A Hollow Body Seeks A Home (2019)
Symbiosis (noun), | simbīˈōsəs,ˌsimbēˈōsəs |
Biology, interaction between two different organisms living in close physical association, typically to the advantage of both.
Host (noun), | Hōst |
2 Biology, an animal or plant on or in which a parasite or commensal organism lives. • (also host cell) a living cell in which a virus multiplies.
Death in human society is often treated as a negative, the end of a conscious life with nothing left but the expectation of going “to the great beyond” and put six feet beneath the ground. For nature, it is natural for a plant to be reconstituted into energy for the next life to come and grow, like reincarnation. Some plants solely survive off of an unwritten agreement: a symbiosis.
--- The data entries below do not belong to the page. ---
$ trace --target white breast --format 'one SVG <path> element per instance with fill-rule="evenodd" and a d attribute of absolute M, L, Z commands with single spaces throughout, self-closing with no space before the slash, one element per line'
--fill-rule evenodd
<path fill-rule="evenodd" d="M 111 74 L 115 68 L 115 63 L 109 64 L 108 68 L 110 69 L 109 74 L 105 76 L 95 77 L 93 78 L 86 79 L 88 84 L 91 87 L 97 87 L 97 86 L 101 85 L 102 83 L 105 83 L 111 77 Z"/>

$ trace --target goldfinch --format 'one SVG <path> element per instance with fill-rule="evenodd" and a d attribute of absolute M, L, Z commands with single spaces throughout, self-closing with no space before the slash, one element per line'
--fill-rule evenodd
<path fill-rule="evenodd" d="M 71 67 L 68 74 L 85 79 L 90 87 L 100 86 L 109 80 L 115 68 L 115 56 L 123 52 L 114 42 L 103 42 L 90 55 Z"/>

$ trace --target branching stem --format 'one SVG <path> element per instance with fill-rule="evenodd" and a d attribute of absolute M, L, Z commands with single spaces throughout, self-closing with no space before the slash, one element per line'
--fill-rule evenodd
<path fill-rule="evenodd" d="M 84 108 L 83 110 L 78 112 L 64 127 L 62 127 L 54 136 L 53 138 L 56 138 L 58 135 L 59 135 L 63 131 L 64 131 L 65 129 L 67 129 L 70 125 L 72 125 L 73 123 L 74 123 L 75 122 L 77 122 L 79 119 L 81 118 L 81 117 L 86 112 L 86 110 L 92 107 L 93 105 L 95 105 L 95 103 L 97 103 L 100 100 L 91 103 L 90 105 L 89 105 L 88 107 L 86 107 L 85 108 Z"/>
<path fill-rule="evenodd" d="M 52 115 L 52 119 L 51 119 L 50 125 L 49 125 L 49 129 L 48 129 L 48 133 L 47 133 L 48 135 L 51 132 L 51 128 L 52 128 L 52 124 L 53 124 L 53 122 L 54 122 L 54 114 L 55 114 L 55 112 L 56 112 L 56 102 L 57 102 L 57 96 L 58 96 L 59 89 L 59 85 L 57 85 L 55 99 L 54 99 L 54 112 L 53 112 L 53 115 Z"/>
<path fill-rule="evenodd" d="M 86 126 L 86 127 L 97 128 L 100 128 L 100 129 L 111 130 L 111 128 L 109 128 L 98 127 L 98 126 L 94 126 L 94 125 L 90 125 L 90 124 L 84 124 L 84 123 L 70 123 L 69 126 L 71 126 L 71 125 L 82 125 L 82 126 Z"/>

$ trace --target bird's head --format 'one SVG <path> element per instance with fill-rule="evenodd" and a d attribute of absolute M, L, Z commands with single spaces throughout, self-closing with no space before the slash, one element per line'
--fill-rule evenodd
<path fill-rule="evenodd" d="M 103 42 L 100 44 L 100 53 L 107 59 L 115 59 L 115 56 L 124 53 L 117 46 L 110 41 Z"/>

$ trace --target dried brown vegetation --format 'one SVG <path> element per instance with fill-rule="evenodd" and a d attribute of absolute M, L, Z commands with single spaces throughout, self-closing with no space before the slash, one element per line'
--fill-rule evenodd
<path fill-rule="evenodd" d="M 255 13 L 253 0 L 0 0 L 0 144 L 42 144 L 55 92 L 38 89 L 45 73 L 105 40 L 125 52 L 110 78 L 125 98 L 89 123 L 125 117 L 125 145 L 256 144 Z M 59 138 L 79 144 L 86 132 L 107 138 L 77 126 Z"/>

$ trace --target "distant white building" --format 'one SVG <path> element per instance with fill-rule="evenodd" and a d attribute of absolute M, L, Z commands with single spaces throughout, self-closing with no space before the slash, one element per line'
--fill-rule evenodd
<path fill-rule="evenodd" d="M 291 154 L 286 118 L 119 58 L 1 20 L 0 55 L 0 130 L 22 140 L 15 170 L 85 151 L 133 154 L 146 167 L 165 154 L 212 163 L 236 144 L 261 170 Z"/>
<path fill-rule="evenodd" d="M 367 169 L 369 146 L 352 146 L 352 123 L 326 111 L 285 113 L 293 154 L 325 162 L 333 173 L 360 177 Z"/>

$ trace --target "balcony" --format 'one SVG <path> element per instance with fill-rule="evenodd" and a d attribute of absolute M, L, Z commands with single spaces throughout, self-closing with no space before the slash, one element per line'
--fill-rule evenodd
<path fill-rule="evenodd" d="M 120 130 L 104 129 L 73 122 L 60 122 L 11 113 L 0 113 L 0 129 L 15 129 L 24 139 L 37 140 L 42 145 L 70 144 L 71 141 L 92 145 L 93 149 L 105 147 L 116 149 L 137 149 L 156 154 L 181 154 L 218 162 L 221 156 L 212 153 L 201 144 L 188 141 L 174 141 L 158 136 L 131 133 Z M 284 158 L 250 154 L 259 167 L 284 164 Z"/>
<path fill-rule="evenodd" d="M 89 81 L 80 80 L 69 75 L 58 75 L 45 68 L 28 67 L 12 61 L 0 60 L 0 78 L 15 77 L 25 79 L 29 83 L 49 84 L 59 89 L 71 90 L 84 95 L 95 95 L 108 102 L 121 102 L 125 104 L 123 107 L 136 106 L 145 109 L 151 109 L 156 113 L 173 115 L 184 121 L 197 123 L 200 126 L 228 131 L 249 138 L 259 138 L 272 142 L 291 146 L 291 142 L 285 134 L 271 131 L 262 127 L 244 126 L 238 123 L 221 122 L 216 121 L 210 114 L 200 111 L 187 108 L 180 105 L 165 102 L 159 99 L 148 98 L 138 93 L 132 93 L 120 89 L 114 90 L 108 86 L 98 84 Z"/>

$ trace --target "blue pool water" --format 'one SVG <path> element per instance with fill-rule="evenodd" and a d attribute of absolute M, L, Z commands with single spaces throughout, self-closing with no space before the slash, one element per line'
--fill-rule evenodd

These relationships (human/plantae) can support one another, lending a helping hand step by step as one grows and the other supplies; while opposite on the spectrum, a parasite may only use their host for it’s own survival. No matter how significant or peripheral, these relationships are essential for the progression and preservation of a species. As this world becomes increasingly more challenging, its necessary for the evolution of future symbioses to occur and make a stronger breed of life— for humans and plantae alike.
This is an ode to a beautiful death, an ode to the relationships we make between one other, an appreciation of the positive disintegration and what blossoms between these host cells.